- Founders: Ranjit Singh Vinod Singh
- Founded: 1987 or 1988
- Active regions: Bihar
- Ideology: Anti-communism

= Sunlight Sena =

Feudal Private Army in India

Sunlight Sena was a caste-based militia formed by Rajputs and Upper-Caste Muslims in Bihar to take on the ultra-left wing groups of Communist Party of India (Marxist–Leninist) Liberation and the Maoist Communist Centre and their Dalit supporters. Its primary aim was to protect the vast stretches of land owned by feudal elements from these two social groups. The founder leaders of the Sena were two Rajput landlords – Ranjit Singh of Raniganj and Vinod Singh of Bisrampur, but later on, they handed over the leadership to the Muslim landlords, the Pathans and Khans. According to police records, however, the Sunlight Sena was brought into existence by the Muslim landlords in Dumharia village of the Gaya district of Bihar. Shaney Ali is said to be the founder leader in these records.
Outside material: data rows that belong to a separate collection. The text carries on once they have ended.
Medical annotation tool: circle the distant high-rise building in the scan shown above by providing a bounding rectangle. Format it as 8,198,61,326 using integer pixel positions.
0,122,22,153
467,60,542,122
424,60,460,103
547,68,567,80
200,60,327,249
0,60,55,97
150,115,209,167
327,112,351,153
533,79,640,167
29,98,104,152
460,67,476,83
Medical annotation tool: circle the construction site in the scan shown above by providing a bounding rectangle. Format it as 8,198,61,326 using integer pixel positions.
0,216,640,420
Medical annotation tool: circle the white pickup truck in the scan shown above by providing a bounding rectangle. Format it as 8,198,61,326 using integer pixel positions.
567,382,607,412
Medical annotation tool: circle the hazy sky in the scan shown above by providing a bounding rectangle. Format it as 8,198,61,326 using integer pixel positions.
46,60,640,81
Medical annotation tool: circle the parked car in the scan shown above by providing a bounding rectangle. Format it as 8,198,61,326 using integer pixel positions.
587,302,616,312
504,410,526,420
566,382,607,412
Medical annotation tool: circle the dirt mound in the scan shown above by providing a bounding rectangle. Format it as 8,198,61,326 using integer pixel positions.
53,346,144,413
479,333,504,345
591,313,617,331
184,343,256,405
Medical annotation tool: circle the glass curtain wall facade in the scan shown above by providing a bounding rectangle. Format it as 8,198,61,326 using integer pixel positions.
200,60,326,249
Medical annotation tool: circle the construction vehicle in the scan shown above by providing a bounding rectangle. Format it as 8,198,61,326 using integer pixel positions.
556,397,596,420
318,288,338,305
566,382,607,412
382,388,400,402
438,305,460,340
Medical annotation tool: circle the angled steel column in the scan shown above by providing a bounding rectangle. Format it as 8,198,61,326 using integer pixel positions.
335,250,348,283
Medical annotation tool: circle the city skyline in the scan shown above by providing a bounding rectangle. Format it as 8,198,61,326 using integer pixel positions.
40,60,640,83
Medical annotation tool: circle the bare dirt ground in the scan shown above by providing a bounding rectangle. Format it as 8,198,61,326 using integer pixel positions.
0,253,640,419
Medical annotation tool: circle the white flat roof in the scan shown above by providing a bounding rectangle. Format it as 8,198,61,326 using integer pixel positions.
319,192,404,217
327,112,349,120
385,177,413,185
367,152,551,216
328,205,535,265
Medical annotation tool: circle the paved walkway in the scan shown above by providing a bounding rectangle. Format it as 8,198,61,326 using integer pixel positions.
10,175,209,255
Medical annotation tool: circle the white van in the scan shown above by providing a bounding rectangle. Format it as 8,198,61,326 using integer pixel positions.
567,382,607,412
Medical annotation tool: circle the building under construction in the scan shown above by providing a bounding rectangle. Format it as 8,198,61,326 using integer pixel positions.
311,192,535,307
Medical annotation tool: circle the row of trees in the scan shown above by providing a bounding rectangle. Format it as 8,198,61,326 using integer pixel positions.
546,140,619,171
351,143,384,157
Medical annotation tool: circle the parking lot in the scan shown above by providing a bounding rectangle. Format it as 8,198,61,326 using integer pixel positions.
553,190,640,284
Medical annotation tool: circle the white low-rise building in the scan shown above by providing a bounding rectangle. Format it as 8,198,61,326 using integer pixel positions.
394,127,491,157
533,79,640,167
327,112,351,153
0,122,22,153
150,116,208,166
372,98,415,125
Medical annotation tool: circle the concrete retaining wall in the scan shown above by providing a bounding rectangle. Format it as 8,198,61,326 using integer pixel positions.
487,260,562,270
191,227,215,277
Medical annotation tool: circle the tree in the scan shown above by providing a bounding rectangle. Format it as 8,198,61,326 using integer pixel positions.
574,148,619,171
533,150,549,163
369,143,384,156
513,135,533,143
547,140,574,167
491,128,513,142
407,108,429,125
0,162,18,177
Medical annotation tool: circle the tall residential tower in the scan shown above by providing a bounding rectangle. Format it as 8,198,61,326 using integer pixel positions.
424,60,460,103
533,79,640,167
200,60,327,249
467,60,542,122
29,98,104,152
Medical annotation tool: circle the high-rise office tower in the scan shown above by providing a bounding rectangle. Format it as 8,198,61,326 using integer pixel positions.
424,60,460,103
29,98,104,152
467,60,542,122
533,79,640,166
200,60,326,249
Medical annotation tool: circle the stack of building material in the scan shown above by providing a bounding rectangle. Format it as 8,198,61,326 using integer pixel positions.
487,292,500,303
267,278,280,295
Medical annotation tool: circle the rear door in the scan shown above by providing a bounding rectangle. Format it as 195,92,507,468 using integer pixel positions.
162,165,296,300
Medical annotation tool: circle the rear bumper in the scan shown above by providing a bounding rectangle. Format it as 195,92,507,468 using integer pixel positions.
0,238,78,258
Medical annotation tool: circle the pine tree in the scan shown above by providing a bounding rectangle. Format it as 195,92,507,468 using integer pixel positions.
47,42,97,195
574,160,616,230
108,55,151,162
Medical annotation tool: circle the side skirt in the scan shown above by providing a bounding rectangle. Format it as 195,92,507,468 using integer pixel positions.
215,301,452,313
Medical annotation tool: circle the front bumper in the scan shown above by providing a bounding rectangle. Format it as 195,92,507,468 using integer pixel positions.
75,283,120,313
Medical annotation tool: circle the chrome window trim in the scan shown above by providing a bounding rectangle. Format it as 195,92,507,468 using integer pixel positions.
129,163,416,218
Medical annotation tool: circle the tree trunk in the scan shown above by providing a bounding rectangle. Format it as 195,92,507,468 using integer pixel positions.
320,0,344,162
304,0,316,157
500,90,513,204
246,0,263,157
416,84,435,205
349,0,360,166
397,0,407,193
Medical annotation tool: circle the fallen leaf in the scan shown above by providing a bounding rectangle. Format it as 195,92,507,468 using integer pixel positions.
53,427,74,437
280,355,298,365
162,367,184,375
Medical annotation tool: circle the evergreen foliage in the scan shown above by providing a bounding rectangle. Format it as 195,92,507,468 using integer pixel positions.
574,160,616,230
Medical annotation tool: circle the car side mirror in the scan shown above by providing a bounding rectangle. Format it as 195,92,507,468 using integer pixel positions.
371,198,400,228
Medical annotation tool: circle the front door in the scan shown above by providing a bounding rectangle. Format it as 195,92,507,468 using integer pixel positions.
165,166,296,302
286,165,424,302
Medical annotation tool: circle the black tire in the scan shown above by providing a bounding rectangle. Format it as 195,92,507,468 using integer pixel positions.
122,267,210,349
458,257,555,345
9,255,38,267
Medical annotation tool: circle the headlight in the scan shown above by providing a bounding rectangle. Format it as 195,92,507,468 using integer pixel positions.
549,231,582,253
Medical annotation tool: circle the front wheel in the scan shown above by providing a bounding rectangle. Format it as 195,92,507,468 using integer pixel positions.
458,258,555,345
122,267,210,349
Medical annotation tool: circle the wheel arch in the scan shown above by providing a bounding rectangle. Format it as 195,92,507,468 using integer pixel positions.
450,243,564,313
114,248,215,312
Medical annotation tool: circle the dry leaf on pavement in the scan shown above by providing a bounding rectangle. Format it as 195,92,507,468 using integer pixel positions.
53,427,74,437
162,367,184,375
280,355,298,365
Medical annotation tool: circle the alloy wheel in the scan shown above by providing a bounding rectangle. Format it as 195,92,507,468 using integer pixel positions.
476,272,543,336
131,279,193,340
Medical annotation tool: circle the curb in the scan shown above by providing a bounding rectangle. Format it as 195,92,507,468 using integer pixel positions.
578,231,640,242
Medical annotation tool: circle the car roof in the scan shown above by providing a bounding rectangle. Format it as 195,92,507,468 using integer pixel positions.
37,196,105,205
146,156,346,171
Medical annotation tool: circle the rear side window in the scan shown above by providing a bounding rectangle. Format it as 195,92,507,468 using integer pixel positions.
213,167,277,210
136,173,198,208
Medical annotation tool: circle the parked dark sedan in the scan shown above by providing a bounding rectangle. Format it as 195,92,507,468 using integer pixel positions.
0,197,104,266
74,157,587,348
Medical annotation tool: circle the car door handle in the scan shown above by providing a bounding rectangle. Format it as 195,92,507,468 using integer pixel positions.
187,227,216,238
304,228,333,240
It is also claimed that the activities of the Sena later expanded to Palamu region of Jharkhand too. The date of its launch is said to be 1987 or 1988.

==History==
The upper-caste Muslims have enjoyed comfortable relationships with the feudal elements of the Hindu society particularly the Rajputs and the Bhumihar landlords. Over the years, Pathans and Rajputs have enjoyed good relationship. The upper caste Muslims thus cultivated an alliance with these social groups among Hindus and targeted the Backward Castes among Muslims like Ansaris, Qureshis and Mansooris.